BI applications can be acquired, in many cases, from your existing LIS vendor or from specialized business intelligence systems companies, many of whom specialize in the healthcare and/or laboratory marketplace.
Outreach Extensions
Outreach business has become a key element of laboratory financial success. Augmentation and/or extension of outreach software capabilities can add significant value to a lab’s information system. Examples of such supplemental modules include:
- Courier and fleet management
- Client Services (CRM)
- Sales and marketing monitoring and reporting
- Supply orders and inventory management
- Revenue cycle management
- Cost accounting and cost per test analysis
- Payroll and HR modules
- Asset management
These tools can enable a laboratory to improve customer satisfaction and profitability. Outreach reports that can monitor which clients only send you Medicaid work, or who orders more supplies than they order tests, are just a few tools that can assist in improving the financial status of an outreach operation. Outreach modules can be obtained from your existing LIS vendor or from other 3rd party specialist suppliers.
Quality Additions
There are various middleware and/or specialized software modules that can serve to enhance quality levels:
- Instrument data monitoring – validating instrument performance based on internal instrument parameters, result validity and dynamic quality control monitoring
- Instrument maintenance – providing online checklists and alerts to assure that required preventative maintenance is performed completely and at the proper intervals
- Proficiency testing and monitoring as required by regulatory standards or organizational guidelines
- Managing and documenting SOPs, validation documentation tools
- Instrument correlation
Productivity Enhancements
- Laboratories are under constant pressure to improve productivity. Again, this is an area where middleware and software applications can be of great assistance.

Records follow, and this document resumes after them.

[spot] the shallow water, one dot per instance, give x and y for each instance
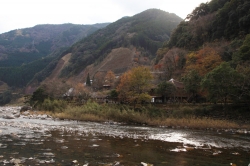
(55, 142)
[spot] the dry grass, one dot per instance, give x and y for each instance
(179, 117)
(197, 123)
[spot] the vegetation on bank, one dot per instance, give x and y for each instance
(180, 116)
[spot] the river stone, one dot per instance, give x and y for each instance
(8, 117)
(26, 113)
(25, 108)
(15, 162)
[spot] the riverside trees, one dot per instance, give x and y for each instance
(135, 85)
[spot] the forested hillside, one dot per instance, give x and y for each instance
(146, 31)
(210, 52)
(25, 52)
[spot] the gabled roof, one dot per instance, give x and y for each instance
(177, 84)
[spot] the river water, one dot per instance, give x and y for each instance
(35, 141)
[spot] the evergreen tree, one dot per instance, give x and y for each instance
(88, 81)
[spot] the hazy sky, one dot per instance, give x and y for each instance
(16, 14)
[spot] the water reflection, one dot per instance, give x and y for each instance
(49, 142)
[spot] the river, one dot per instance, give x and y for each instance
(44, 141)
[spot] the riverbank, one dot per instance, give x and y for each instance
(172, 116)
(175, 116)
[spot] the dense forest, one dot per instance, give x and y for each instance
(25, 52)
(210, 52)
(147, 31)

- Lab automation – the utilization of automation lines in pre-analytic, analytic and post-analytic settings with middleware to control automation line operations and interface to your LIS.
- Autoverification – usually part of a modern LIS but, if necessary, could be supplemented with a middleware adjunct associated with lab instrumentation or the existing LIS for autoverification of results.
- Expert rules – help eliminate unnecessary testing and assure that appropriate testing is performed; many of these rules are available with most LISs, as well as with middleware and stand-alone rules applications.